Ludwig Wittgenstein's Tractatus Logico-Philosophicus
Ludwig Wittgenstein (1889-1951) was probably the most influential philosopher of the twentieth century, even though he only published one short book in his lifetime. This book, the Tractatus Logico-Philosophicus (Latin for logical/philosophical treatise) consists of numbered propositions. There are seven principal propositions or statements, and the rest of the book is a commentary on these. Some of the main ones, in reverse order, are:
7. What we cannot speak about we must pass over in silence.
4. A thought is a proposition with a sense.
3. A logical picture of facts is a thought.
2. What is the case--a fact--is the existence of states of affairs.
1. The world is all that is the case.
The book presents us with three main ideas to consider:
a) The picture theory of meaning. Meaningful thoughts and sentences are pictures of actual or possible bits of the world. Anything about the world itself as a whole, or about things that are supposed to transcend the world, is meaningless. What cannot be said or thought, though, can be shown.
b) The metaphysics of the Tractatus. Propositions can be analyzed, in theory at least, into elementary propositions, which correspond directly with states of affairs. Their components are names of absolutely simple objects (rather like atoms or monads, only more simple, more basic). So the world is made up of different combinations of what we might call logical atoms.

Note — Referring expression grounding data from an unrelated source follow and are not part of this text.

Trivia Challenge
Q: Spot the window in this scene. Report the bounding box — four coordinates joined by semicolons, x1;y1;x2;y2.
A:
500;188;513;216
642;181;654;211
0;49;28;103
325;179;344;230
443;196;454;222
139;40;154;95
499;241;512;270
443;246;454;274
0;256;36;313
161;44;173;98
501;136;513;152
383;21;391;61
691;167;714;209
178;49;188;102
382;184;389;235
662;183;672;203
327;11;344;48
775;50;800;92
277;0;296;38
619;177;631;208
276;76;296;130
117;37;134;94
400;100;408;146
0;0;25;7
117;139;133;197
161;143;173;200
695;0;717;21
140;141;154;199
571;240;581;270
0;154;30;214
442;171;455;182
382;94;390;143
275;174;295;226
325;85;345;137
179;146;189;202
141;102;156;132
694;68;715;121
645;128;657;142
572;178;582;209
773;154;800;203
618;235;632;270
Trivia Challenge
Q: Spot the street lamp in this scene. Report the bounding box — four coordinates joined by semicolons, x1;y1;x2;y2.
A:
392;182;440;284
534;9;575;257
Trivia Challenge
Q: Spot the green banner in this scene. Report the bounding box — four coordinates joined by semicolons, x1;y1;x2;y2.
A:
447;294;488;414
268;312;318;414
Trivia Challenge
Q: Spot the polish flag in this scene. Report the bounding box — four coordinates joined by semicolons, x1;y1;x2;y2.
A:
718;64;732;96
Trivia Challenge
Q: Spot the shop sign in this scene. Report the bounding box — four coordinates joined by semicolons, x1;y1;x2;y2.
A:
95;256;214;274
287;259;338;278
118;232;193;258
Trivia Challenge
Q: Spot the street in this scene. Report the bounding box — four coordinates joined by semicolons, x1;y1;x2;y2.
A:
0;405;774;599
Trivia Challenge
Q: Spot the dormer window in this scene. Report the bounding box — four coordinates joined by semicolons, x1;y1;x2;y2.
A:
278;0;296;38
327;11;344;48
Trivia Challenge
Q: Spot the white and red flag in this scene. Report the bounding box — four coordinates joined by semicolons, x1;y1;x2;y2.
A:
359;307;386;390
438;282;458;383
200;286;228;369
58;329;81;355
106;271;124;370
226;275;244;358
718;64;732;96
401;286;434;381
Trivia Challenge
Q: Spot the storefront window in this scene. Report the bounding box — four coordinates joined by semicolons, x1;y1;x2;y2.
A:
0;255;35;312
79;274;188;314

c) Nonsense. According to the picture theory, all we can talk about is states of affairs. But the Tractatus is not about states of affairs. It is about the world as a whole, logic, the relation between language and the world as a whole, and so on. So mustn't this book itself be meaningless, according to its own theory of meaning? See 6.53 and 6.54. Wittgenstein says that indeed his propositions are nonsensical. What are we to make of this? One view is that he believes that some profoundly important truths (of a spiritual nature) are beyond language. The most common view is that Wittgenstein means that talk about logic, etc. is nonsensical in a somewhat technical sense. The other, 'postmodern' or 'austere' view is that he really means what he says in a straightforward way. This would make his early work quite similar to his later work (published after his death) in which he clearly rejects such things as the picture theory and any metaphysics implied by it. What would be the point of writing a nonsensical book? Perhaps to show that philosophy, taken to its logical conclusion, cannot help at all with the big problems of life. The methods of Kant cannot help with the problems of Kierkegaard.